JS did not become ubiquitous by accident, or because it was the only choice. There were many choices (all being pimped by big well-funded companies). JS won because it was the better than the alternatives.

DOM in that time wasn't that fancy it is now. The real reason is security.
While security is the main answer, it was also that Java and Flash aren't necessarily available. That is, getting them to run on another machine was frequently a huge issue, especially if you tried to put in any kind of complexity.

Javascript, on the other hand, was omnipresent and comparatively accessible. It was the least bad option by a wide, wide margin. For a different comparison, I switched from Java applets to PHP in the early 2000s. I didn't really get into Javascript until many, many years later around 2009: before that, Javascript was mostly a way to make Flash work properly.

Oh, yeah, especially after Microsoft stopped shipping Java.

There was also the version issue to worry about. "Pardon me, Mr./Ms Customer/User -- would you mind terribly going and downloading and installing a 20 MB Java update on your 14.4k dialup connection before using this page?"

Nightmarish, it was.

I always found it a bit hilarious how Sun, after getting Microsoft rather onboard the Java train, albeit with their necessary native extensions, decides to sue them and put an end to it. And promptly kills off Java distribution and adoption by the largest software developer in the world.

Even stranger is how Sun, a hardware/platform company, decided making a popular platform that's hardware and platform independent would help their business.
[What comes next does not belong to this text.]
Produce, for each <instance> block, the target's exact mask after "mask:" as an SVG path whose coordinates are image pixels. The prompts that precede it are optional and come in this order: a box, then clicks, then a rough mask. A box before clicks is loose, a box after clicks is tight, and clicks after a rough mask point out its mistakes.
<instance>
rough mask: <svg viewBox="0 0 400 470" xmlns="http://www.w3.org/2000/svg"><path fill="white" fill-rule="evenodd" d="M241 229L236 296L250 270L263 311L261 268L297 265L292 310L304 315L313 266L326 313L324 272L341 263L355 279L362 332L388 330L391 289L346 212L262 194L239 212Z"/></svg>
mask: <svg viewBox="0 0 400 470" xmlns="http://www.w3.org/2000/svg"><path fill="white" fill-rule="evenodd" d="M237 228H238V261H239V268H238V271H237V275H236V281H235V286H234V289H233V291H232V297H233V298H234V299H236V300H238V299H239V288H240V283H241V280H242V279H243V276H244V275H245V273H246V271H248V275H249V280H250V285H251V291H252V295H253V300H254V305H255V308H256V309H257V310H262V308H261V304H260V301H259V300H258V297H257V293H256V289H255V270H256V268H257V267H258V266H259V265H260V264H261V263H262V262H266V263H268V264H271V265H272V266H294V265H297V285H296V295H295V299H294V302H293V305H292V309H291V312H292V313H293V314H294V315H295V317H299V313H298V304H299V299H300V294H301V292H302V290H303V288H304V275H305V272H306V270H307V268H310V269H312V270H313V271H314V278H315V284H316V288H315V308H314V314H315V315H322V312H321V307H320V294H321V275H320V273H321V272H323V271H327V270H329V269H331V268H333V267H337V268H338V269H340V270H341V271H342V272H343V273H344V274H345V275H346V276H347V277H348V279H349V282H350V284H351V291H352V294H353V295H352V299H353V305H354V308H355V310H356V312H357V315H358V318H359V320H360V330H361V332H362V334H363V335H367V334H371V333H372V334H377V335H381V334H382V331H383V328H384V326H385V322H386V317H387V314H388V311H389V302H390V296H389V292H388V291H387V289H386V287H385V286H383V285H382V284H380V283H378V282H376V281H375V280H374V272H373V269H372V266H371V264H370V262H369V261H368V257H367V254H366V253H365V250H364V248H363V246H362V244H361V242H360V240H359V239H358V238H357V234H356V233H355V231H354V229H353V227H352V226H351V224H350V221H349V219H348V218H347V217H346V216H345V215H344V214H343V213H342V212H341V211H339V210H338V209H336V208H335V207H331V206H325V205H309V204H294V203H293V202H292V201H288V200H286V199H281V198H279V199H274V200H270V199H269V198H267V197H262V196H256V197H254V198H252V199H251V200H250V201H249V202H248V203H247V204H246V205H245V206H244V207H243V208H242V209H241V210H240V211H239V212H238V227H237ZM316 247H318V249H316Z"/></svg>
Sometimes I wonder if there was a really well thought-out plan, or people were just doing things.

The "necessity" of those extensions is debatable, and they meant that code wouldn't be portable to Sun's implementation. There was real cause for concern, and there weren't a lot of other options for fixing it.

Sun probably also realized that they weren't about to compete directly with mighty Microsoft on platform lockin of all things, so they played a different game.

Flash still powers Youtube for most users, Silverlight for Netflix and Unity's plugin is required for most 3D games on Chrome's Marketplace (not sure where else to look for successful HTML5 games).
because there a lot of bad programmers use it to write a lot of page effects, like alert("log in required"), not apps.